I'm not sure how Bennhold stumbled on this one particular French physiotherapist. Personally, I gave birth to two children in France and was given perineal therapy as part of standard post-natal care. I was never told about "making love again and having babies"; rather, I was told that this therapy, covered by my French social benefits, would prevent incontinence and other gynecological health hazards that come with age. This was one of many maternity benefits I enjoyed in France -- benefits that should be provided to women the world over.

To her credit, Bennhold later concedes that perineal therapy in France is, in fact, for incontinence and organ descent -- though she still adds emphatically "and to improve sex," as if this side benefit were salacious enough to discredit the legitimacy of perineal therapy as a health benefit worthy of social coverage. (Curiously, Bennhold refers to perineal therapy as "vaginal gymnastics.") That said, I could have stomached Bennhold's misconceptions and vaguely puritanical air were it not for her sweeping and commonplace throw-away statement: "French women appear to worry about being feminine, not feminist." Excusez-moi?
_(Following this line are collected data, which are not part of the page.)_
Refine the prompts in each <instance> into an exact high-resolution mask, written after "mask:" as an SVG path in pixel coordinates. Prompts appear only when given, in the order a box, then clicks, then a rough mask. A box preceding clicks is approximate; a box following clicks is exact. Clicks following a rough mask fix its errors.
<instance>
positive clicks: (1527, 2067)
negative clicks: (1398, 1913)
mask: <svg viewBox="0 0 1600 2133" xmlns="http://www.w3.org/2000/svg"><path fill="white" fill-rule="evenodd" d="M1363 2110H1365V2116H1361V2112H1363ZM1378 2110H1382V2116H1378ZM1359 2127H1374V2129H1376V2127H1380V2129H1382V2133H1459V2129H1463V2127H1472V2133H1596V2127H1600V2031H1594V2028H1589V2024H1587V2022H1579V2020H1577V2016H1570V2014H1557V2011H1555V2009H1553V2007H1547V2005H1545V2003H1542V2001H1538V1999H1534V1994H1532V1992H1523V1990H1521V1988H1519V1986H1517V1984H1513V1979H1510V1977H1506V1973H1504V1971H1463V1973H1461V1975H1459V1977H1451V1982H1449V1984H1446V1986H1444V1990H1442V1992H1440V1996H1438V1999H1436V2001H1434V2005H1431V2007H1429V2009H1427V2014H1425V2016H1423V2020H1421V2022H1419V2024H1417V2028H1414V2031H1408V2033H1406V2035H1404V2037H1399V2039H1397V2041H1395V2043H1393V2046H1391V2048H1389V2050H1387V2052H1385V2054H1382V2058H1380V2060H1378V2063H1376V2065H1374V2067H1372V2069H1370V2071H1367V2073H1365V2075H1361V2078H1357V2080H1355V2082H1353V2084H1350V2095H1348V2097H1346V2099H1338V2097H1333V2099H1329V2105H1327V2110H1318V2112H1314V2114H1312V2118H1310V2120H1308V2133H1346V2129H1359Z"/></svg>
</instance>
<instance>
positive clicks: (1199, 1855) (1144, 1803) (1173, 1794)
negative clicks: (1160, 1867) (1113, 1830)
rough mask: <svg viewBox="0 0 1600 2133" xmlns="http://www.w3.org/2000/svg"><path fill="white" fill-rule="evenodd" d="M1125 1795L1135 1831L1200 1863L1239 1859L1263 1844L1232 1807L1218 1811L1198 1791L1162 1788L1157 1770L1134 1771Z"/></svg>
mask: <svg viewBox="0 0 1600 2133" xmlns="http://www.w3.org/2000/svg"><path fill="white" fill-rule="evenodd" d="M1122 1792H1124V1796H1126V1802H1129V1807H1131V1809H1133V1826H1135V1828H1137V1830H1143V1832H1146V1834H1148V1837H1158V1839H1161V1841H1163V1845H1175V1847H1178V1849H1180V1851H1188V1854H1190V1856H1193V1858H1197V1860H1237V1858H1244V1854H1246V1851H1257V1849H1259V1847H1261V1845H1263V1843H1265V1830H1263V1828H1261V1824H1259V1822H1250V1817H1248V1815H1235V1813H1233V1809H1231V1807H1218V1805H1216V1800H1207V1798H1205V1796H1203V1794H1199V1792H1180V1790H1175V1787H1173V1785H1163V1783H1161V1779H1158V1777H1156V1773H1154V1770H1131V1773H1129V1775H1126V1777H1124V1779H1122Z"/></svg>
Bennhold blithely dismisses generations of feminism that, while not as militant as American feminism, have nonetheless secured for French women basic rights that American women have to pay for -- and lavishly -- if they can afford them at all.

Here we're back to the heart of French protests dominating news headlines: What we Americans consider privileges the French consider basic human rights, retiring in relative comfort being just one of them. Millions of those French women presumably too worried about "being feminine, not feminist" are out there pounding the pavement in their high heels at this very moment to crusade for rights that benefit them not only as French citizens, but as women.

Equality is hard won for everyone all over the world, and the economic crisis that has a vice grip on our planet threatens to undermine more than just retirement. A two-year dip in retirement benefits might very well be a bitter pill the French must swallow to preserve their overall long-term benefits. That said, for now millions of them -- men and women, young and old alike -- are willing to take to the streets and fight.